Ivi compresa la possibile candidatura alla presidenza della repubblica, da lui stessa esclusa, ma soprattutto nel quasi automatico e deferente riportarsi, direttamente o meno, al suo parere, in tutti i cruciali passaggi delle nostre travagliate vicende economiche e finanziarie.
E si capisce perché: la Banca Centrale Europea assume ormai, dopo Maastricht ed il Fiscal Compact, la funzione sovrana della politica monetaria dell'Unione Europea.
In questi giorni l'imprenditoria italiana ed europea attende, dalla Bce, misure che quanto meno come possibile leva finanziaria, immetteranno un flusso in entrata di alcune centinaia di miliardi, nella fattispecie -pare- di “quantitative easing”, curiosa espressione del lessico salottiero del mondo diplomatico.

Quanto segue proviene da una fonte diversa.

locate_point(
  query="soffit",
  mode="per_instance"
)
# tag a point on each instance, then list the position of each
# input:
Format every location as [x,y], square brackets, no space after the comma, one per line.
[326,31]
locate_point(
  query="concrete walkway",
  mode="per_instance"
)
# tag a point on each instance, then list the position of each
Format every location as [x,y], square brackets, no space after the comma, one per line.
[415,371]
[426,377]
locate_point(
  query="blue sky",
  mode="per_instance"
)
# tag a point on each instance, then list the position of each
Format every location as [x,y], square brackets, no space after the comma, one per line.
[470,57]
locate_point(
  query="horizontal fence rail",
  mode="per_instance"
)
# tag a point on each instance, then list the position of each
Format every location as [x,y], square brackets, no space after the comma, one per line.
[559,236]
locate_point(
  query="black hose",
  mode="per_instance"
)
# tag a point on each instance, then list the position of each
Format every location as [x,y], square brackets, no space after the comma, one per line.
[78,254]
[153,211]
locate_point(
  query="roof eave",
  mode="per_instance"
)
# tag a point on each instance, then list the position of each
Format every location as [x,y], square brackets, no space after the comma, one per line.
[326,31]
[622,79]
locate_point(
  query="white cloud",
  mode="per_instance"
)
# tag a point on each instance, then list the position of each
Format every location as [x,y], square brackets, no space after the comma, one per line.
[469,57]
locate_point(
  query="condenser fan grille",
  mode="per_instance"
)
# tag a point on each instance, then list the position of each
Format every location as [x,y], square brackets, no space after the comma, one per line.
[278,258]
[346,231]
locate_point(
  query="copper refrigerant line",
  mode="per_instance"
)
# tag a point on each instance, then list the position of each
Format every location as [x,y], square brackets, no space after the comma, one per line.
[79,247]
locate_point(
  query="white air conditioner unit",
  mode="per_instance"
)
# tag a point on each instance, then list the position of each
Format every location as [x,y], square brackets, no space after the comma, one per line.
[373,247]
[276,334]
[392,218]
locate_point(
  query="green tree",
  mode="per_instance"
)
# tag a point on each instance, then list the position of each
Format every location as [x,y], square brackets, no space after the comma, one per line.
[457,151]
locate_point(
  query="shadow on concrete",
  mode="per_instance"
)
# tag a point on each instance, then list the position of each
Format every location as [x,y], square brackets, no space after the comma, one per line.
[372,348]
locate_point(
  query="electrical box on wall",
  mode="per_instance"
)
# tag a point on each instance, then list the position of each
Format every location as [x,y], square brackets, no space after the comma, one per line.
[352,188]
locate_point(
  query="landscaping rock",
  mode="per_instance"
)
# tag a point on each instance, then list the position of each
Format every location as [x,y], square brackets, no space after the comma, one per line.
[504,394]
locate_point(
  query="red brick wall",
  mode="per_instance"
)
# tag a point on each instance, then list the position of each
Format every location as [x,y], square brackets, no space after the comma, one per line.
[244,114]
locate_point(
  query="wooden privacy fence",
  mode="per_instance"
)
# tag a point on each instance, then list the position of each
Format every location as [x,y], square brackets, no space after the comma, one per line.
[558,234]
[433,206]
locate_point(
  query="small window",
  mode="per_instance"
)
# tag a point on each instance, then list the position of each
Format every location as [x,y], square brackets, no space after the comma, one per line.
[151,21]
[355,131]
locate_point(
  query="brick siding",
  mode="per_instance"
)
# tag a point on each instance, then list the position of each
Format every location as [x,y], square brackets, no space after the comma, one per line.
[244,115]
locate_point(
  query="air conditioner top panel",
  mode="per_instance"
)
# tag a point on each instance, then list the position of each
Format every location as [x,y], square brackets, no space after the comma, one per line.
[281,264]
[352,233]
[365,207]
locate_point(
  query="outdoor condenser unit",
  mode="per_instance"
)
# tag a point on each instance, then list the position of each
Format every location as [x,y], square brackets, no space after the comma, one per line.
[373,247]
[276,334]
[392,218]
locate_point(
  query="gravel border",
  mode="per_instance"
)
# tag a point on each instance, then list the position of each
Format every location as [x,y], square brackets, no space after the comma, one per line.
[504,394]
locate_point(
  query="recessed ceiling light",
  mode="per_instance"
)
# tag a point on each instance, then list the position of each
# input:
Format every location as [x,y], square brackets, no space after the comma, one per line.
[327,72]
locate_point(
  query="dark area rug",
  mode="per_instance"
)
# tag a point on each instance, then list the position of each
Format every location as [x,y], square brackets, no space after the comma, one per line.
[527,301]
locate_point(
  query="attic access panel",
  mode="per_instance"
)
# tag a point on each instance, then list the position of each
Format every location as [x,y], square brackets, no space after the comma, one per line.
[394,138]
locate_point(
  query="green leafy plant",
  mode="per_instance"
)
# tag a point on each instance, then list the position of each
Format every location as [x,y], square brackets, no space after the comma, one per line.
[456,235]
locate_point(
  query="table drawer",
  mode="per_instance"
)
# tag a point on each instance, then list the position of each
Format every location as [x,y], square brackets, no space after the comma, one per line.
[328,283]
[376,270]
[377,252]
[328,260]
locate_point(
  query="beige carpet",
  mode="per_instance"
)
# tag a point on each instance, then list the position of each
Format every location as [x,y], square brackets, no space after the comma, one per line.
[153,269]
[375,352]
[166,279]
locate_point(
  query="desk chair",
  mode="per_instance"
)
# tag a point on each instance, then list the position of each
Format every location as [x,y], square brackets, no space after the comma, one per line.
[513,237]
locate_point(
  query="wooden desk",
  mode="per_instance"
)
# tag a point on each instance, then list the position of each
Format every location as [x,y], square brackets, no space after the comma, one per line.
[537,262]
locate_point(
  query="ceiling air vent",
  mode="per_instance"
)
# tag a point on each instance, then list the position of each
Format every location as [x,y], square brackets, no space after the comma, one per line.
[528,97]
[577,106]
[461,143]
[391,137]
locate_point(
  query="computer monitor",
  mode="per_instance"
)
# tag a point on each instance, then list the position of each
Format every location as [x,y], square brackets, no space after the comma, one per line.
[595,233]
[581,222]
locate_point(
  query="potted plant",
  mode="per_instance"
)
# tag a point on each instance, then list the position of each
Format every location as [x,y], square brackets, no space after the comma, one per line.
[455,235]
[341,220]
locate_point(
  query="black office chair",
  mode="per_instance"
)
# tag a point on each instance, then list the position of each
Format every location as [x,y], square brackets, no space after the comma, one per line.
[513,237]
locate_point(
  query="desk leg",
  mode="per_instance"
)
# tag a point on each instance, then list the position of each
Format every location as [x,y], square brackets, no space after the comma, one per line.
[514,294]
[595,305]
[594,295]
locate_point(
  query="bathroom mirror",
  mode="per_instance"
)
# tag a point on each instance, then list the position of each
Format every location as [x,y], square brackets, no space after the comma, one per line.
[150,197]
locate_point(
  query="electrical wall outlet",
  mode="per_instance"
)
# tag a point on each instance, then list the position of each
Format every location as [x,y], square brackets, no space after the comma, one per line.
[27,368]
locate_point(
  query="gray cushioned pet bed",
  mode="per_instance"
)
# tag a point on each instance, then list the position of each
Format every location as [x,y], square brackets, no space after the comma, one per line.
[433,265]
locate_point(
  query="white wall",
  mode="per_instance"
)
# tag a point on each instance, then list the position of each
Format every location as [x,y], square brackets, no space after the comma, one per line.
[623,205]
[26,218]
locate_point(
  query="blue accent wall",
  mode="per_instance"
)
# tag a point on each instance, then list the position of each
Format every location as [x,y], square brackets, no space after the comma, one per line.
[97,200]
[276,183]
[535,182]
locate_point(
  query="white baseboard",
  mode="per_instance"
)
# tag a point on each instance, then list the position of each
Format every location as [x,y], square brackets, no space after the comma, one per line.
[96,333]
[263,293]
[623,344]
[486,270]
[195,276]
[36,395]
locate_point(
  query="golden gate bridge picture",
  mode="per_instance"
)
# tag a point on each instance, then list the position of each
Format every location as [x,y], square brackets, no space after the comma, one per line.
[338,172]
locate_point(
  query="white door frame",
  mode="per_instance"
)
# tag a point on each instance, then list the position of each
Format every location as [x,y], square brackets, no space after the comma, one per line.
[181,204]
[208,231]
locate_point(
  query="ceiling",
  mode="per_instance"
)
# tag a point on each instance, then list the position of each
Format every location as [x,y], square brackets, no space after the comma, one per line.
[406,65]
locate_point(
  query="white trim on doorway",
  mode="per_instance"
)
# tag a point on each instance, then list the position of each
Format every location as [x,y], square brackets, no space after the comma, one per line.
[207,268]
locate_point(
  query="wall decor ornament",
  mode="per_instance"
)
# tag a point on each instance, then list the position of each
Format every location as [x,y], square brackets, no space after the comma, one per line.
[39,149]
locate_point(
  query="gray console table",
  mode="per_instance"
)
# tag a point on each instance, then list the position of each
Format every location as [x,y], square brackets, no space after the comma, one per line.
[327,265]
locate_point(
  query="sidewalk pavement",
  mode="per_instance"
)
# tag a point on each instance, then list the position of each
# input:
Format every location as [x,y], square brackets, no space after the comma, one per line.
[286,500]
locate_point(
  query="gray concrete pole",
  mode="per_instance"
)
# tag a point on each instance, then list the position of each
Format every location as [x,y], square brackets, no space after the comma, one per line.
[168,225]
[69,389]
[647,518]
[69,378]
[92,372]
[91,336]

Il cui significato (letteralmente: quantitativo facilitante) sta appunto a definire il quantitativo di finanziamento congruo ad una determinata esigenza.
Non c'è che auspicare che tale evento possa concretarsi al più presto: sia nella scelta di canali di distribuzione del denaro meno privilegiati del consueto, sia nella destinazione ai beneficiari più meritevoli.
Ma non si nasconda il pessimismo di cui soffriamo sulla ripresa duratura dell'economia europea e per quella italiana in particolare, convinti come siamo che quest'ultima sia condannata a soffrire per il colossale errore originale commesso nella scelta del meccanismo di conversione delle lira in euro (fine dicembre 1998).
E la domanda che vorremmo rivolgere a Mario Draghi è appunto quella: concorda che qualcosa di molto grave, in quella scelta, non funzionò?